In another example, the daughter of a prosecutor looking into allegations of Kirchner money-laundering, announced that neither her father nor any family members had any intention of committing suicide, signaling that if any of them were found dead, it would not be by their own hands.

In 2016, activist Fernando Esteche — one of those implicated along with Kirchner in the attempted cover up of Iran’s involvement in the AMIA bombing — proclaimed that any judge seeking to imprison Kirchner “could be found dead.”

In December 2016, Eduardo Taiano received threats in connection with his role as head prosecutor investigating Nisman’s death. The messages threatened “to do the same thing to him and his son Federico that was done to Nisman.”

In 2022, an Argentine court found Kirchner guilty of fraud during her tenure as president, for directing millions of dollars in taxpayer money to a family friend. A panel of judges sentenced her to six years in prison and banned her from ever holding public office. The prosecutor in the case, Diego Luciani, called the case “one of the most extraordinary corruption schemes” in Argentine history. Kirchner has temporary immunity and will be able to remain free due to her current role as a vice president, and can appeal the verdict.

Argentina’s President Alberto Fernandez shocked the country when he smugly sent a thinly veiled threat to Luciani as that case was proceeding. “Nisman committed suicide; I hope that the prosecutor Luciani does not do something similar.” Fernandez knows well that Nisman did not commit suicide. He had himself said before becoming president that even Kirchner knew Nisman had not killed himself. His point to Luciani was crystal clear. What was done to Nisman could be done to him.

There are national security implications for Argentina and for the world in the attempts to cover up Nisman’s murder. It was Nisman’s granular reports that provided a roadmap for law enforcement on how the Islamic Republic of Iran had penetrated, recruited, radicalized, financed, and executed terrorism in the Western Hemisphere.

His investigation exposed how Iran had created terrorist networks and sleeper cells — to be deployed at the time of its choice — throughout Latin America, including in Argentina, Brazil, Paraguay, Uruguay, Chile, Colombia, Guyana, Trinidad and Tobago, and Suriname. The network also extended to parts of Europe, including Germany. His reports showed how Iran uses its embassy pouches, diplomatic cover, illicit financing, front companies, and other mechanisms operated out of the line of sight to carry out terrorist activities.
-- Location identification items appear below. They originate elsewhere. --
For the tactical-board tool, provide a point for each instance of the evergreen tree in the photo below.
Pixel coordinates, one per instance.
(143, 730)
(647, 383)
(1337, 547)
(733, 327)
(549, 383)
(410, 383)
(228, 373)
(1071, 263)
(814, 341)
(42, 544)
Iranian officials plotted the AMIA bombing in Mashad, Iran, on August 14, 1993. Many of them plotted terrorist attacks both before and after the AMIA bombing. Argentina maintains warrants for their arrest. Some of them have Interpol red notices, which seek the arrest of wanted individuals. Two of the Iranian officials implicated in planning the AMIA bombing serve in President Ibrahim Raisi’s cabinet today.
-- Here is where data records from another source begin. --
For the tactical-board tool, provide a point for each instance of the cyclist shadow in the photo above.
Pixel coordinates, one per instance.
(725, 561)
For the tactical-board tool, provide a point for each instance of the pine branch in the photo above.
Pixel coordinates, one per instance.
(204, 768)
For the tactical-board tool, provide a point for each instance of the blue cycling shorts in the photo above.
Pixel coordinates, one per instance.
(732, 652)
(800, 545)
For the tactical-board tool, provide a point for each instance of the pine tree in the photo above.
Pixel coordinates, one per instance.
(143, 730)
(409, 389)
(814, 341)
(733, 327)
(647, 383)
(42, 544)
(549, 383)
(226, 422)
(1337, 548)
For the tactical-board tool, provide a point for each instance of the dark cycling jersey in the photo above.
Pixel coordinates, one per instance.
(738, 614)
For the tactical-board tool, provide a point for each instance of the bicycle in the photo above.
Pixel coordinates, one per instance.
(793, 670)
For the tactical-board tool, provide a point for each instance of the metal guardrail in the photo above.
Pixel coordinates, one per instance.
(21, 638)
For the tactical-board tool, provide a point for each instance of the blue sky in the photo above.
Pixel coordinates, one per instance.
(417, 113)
In a surreal twist, a Boeing 747 cargo plane, sanctioned by the US Department of the Treasury for ferrying weapons from Iran to Syria, is sitting on a Buenos Aires tarmac. The Iranian-owned plane was sold to Venezuela’s flagship carrier, Conviasa Airlines. It landed in Buenos Aires on June 6, 2022. Rather than carrying a small crew of four or five needed to offload automotive parts, 19 “crew members” were on the plane, including Gholamreza Ghassemi, a pilot from the Islamic Republic Revolutionary Guards’ Quds Force. He was one of for Iranians on the plane. All the “crew members” were eventually released.

While the cargo plane’s exact mission has yet to be determined, one thing is clear. Iran and its proxies are not done with seeking to carry out nefarious, dangerous activities in our own backyard.

While Nisman is no longer physically with us, the lessons of his investigation, his murder, and its coverup remain. We ignore them at our peril.